As time went on, she also discovered when working with women how much of a challenge menopause and perimenopause presented for her clients because of the hormone changes.
Stephanie explains that when going through menopause and perimenopause, a woman's ability to combat stress is substantially decreased.
Estrogen, in particular, has many roles in a woman's body, like promoting muscle growth, which makes it more difficult to gain muscle mass as Estrogen decreases. Estrogen also has an effect on the ability to access stored energy, making working out in a fasted state more difficult for women going through menopause and perimenopause. Additionally, things like reduced calories and carb-cutting exacerbate issues associated with low estrogen levels.
Inflammation also naturally increases during menopause and perimenopause—and will be increased by eating less and moving more. Blood sugar level, calcium absorption, and hunger cues are also all affected by the changes in estrogen levels.
As progesterone levels decrease, you can experience migraines, hot flashes, low sex drive, and weight gain/loss issues. Eating less and moving more will then cause cortisol levels to increase, causing progesterone levels to further decrease—because progesterone cannot be produced by the body when cortisol is high—because the body will take the precursor for progesterone and give it away to cortisol.
Progesterone dropping is often the cause of aggressive weight gain for women in menopause and perimenopause.
Where to start:
Stephanie typically asks her clients what food they are most afraid to eat—which is very often bread or pasta—and then dares them to eat that food with dinner and enjoy it.
She does this to help them realize that it’s just food, and often her clients will note that they slept well, or had good energy after eating X food. She then works on incorporating those foods, again, typically carbs, meal by meal, starting with breakfast. Just note that there will be some water retention to work around when incorporating carbs.

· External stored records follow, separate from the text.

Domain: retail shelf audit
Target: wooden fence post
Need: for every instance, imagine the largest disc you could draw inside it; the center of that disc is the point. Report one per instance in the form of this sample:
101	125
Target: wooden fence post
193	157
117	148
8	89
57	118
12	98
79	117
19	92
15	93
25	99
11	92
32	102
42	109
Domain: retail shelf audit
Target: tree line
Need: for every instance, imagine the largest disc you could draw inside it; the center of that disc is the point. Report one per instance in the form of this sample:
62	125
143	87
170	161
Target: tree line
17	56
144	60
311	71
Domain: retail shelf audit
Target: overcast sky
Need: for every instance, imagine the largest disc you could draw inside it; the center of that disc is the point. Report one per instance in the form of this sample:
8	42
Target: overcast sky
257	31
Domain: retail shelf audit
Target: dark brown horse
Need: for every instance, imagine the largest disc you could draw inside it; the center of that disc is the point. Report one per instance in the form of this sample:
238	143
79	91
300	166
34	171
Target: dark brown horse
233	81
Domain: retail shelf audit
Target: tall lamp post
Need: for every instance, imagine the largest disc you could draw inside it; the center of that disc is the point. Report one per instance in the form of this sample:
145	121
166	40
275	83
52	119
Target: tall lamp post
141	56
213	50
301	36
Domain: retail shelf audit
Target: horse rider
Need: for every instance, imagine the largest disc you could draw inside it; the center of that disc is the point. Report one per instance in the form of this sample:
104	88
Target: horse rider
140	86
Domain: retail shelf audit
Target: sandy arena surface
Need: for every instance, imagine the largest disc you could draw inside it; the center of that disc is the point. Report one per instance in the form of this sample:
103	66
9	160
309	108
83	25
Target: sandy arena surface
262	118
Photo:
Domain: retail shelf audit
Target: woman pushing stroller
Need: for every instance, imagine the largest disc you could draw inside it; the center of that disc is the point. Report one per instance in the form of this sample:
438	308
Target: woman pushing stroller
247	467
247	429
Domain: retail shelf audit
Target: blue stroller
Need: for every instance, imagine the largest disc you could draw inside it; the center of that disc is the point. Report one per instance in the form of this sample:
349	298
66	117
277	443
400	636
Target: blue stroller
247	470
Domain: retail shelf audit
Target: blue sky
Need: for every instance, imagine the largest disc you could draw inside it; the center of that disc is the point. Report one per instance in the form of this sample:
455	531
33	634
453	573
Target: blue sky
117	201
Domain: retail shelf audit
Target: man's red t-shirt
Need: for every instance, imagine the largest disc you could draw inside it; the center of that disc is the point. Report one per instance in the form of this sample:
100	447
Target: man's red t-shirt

Jared has a similar approach with his clients, sometimes asking them to eat a food item they fear every day for a certain period of time. Then, as that client drops or maintains their weight while enjoying this food item they struggled with they realize that it’s not so bad.
Stephanie also points out that the worry you have surrounding eating a certain food causes more of a cortisol response than simply eating, enjoying that food, and moving on does.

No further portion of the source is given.